Why I started blogging.
3 months ago I wasn’t the woman I am today, I wasn’t called Betty, I was known by another name.
I am a bit of a miracle really.
In fact I am a big miracle.
In the beginning ..
I was born arse first, and dead.
So I wasn’t really off to a very good start was I ?
I was born in 1969 to two narcissistic parents, and that is where my last journey began.
Throughout my life I have suffered child abuse, trauma, severe enough to cause me to develop Multi personality disorder. I was born with Autism and a predisposition to want to die. I did once have a sibling, who like me was born with these traits and had the same parents. Unfortunately he didn’t last as long on this earth as I have, as he took his own life 20 years ago.
3 months ago after a severe mental health crisis, I was one click away from ending my own life. My time was up, there was nowhere left to hide.

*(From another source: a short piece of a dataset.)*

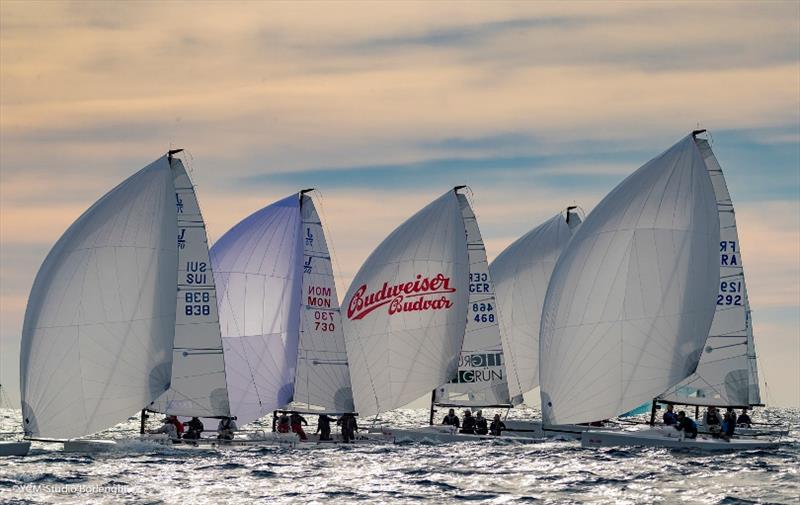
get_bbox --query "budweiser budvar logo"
[347,274,456,319]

A miracle happened, in the form of cannabis, and suddenly I was free.
Free from the burden of running and hiding.
Cannabis allowed my mind to calm, having Autism is for me, like having 24 tabs open in my mind at any one time. It is exhausting.
For 50 years I have never been able to relax.
I had been wound up so tight, trying to keep my thoughts and feelings to myself, for too many years.
Add to the fact I am a woman, and a single parent to an Autistic teenager with Tourettes, it was time for a breakdown.
A mind can only take so much, a body can only fight so much, it eventually breaks.
luckily for me I decided there and then that I couldn’t die, my children needed me, my grandchildren needed me.
So I decided to fight. I started writing my thoughts down, everything and anything, I wrote my whole life story in 2 weeks. 80,000 words long.
I couldn’t remember the last time I had ever written anything. Probably at school as a teenager.
I discovered I had multiple personality disorder by chance, when I started noticing my actions, and through my words I discovered who I really was, because I now knew that my mind was capable of creating different personalities, I decided to recreate myself into a new personality, and this is Betty, who you all know by now.
Betty is who I was always meant to be, and this is why I started blogging.
I wanted the world to hear my story, because it may just save a life.
My dream is to help as many people along the path to my own dream, which is to heal, and to share love and harmony within our species.
I am a born healer, and I am here to do my job.
I have strong connections with the red Indian tribe.
I am not blogging to earn money, but to share my gift with the world.
A gift that I believe should not be sold.
Along the way I will freely share a unique insight into my abilities and disabilities.
The reason I started blogging was to tell the world that miracles really do happen, and I am living proof of that.
Self belief is the miracle. cannabis is a miracle my good mental health is a miracle, you have to find yourself, believe in yourself and watch the miracles appear.